Thursday, 26 November 2009

The 2009 Alien Homage Award Goes To...



Movie makers are struggling to to do futuristic monster movies these days, and not have their production come off as an Alien retread. Paul WS Anderson's done it once with Event Horizon, so it's a surprise he come back for seconds (as a producer) with Pandorum. Set in the far future where Earth's natural resources have all but depleted, a giant spaceship is sent on a 126 year voyage to reseed humanity on another habitable planet. Dennis Quaid and Ben Foster are two members of one of the flight crews who awake from hibernation to discover the ship in danger and the mission jepardy.

Once you get past the generic, dark spaceship corridors, Pandorum is less reminisant of Alien than it is of The Descent, The Warriors and even jap-horror A Tale of Two Sisters. Like The Warriors it's bit like a western as the hero (Foster), tries to get through enemy territory to civilization (er, the ships reactor). Meanwhile, awaiting rescue, Quaid has to deal with psychological horror issues.
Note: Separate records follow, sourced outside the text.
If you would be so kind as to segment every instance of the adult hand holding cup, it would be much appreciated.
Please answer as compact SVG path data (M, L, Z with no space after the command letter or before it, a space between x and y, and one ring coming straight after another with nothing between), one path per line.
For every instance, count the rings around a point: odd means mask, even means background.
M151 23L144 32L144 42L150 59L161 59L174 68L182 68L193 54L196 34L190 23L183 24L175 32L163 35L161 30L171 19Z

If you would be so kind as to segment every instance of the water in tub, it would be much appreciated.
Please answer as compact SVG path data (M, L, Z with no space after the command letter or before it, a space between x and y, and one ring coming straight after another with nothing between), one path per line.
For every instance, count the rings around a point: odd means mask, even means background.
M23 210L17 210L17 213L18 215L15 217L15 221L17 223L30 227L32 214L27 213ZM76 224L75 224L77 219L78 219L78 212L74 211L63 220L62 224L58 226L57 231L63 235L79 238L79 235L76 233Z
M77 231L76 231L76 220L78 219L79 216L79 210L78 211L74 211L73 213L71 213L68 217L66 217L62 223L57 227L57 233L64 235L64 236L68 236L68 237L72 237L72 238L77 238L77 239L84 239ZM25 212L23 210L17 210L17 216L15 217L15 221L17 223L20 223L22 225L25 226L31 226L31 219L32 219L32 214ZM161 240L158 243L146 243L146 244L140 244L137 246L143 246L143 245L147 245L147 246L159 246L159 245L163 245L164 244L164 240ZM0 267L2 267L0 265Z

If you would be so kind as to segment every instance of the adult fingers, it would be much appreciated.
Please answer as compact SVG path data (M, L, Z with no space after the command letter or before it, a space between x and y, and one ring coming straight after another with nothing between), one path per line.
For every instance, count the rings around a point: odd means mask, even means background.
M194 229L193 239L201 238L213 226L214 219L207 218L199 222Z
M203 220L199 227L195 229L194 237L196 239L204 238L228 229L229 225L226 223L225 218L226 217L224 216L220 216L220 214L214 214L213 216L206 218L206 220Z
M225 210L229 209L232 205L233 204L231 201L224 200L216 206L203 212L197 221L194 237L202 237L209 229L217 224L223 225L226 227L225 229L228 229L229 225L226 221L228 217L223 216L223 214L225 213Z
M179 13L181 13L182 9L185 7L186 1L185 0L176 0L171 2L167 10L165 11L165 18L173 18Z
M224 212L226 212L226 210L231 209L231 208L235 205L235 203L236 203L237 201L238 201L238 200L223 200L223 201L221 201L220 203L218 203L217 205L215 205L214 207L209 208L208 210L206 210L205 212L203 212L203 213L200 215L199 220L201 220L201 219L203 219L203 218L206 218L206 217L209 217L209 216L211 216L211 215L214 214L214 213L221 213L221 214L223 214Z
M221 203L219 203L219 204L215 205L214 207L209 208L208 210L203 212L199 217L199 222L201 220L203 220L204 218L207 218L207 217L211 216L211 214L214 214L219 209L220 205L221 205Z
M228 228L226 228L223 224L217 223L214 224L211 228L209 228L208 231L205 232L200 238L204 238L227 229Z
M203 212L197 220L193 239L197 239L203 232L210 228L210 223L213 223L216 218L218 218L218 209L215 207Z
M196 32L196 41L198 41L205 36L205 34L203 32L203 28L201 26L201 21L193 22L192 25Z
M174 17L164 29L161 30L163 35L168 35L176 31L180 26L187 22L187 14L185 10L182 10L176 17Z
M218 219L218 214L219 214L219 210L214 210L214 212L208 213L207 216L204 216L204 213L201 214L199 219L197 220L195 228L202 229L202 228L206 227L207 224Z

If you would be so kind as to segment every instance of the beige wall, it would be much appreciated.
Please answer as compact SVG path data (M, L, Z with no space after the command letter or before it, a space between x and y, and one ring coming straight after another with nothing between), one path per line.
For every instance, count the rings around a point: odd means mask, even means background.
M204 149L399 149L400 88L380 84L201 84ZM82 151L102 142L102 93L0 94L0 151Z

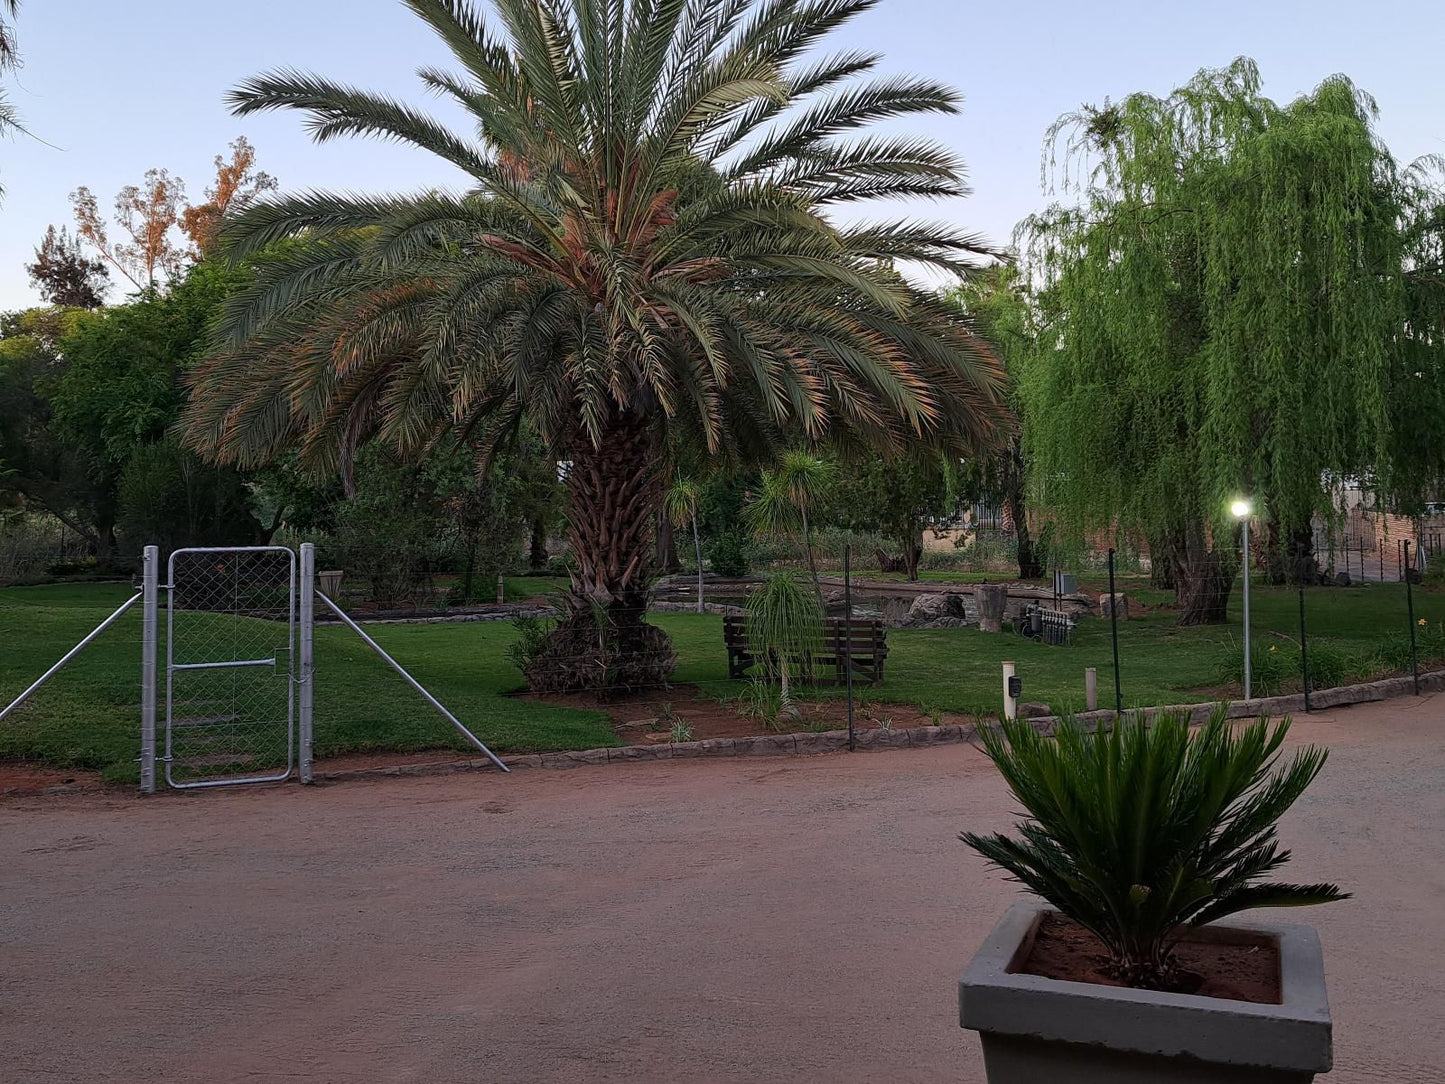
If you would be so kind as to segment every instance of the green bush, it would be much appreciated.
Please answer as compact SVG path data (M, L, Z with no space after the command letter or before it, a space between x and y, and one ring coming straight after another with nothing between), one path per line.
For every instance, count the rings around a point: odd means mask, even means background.
M1276 696L1281 686L1300 675L1299 645L1293 640L1256 639L1250 644L1250 692L1255 696ZM1313 662L1313 659L1311 659ZM1234 640L1219 660L1221 682L1244 686L1244 644ZM1322 686L1323 687L1323 686Z
M752 571L752 544L736 532L718 535L707 549L708 568L717 576L746 576Z
M1190 731L1183 714L1140 713L1055 738L1028 722L984 728L984 747L1029 819L1017 836L960 838L1093 933L1130 986L1188 989L1174 956L1183 929L1255 907L1346 899L1332 884L1263 878L1289 860L1276 822L1325 764L1286 763L1285 719L1240 730L1222 708Z
M524 676L527 667L532 665L532 660L547 642L547 633L552 631L555 623L548 618L526 615L512 618L512 628L517 638L507 645L507 661L522 671Z

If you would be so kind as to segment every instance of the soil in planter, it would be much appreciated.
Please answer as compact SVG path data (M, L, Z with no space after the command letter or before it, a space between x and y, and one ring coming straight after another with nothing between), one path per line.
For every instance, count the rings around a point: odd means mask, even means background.
M1280 1003L1279 946L1267 937L1229 942L1181 941L1174 955L1186 980L1180 993ZM1039 923L1034 946L1019 969L1027 975L1098 986L1123 986L1109 974L1109 953L1099 939L1062 915Z
M592 708L607 712L612 717L612 728L617 736L629 745L652 745L671 740L669 718L681 719L692 729L694 739L740 738L756 734L795 733L822 730L846 730L848 727L847 704L842 698L826 700L798 700L797 719L781 720L771 726L766 720L743 714L735 700L722 703L706 695L696 685L677 684L666 689L652 689L644 693L624 696L599 697L595 693L562 693L537 695L521 694L523 699L541 700L568 708ZM876 727L887 720L895 729L905 727L931 726L933 717L918 708L906 704L880 704L870 702L866 710L854 716L854 725L859 730ZM957 715L940 715L938 721L944 725L971 723Z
Both Quaid and Foster are excellent, which can't be said for the wooden supporting cast (Antje Traue does a Carole Bouquet in For Your Eyes Only...beautiful but dead behind the eyes). The script, while offering virtually nothing in the character building department is very well paced and does provide some welcome twists and turns come the finale. Unfortunately director Christian Alvert drops the ball; the movies is suitably glossy but he's pointed the camera at stuff without much consideration for building scares, tension or exciting action. Still, it's not enough to spoil an entertaining sci-fi flick.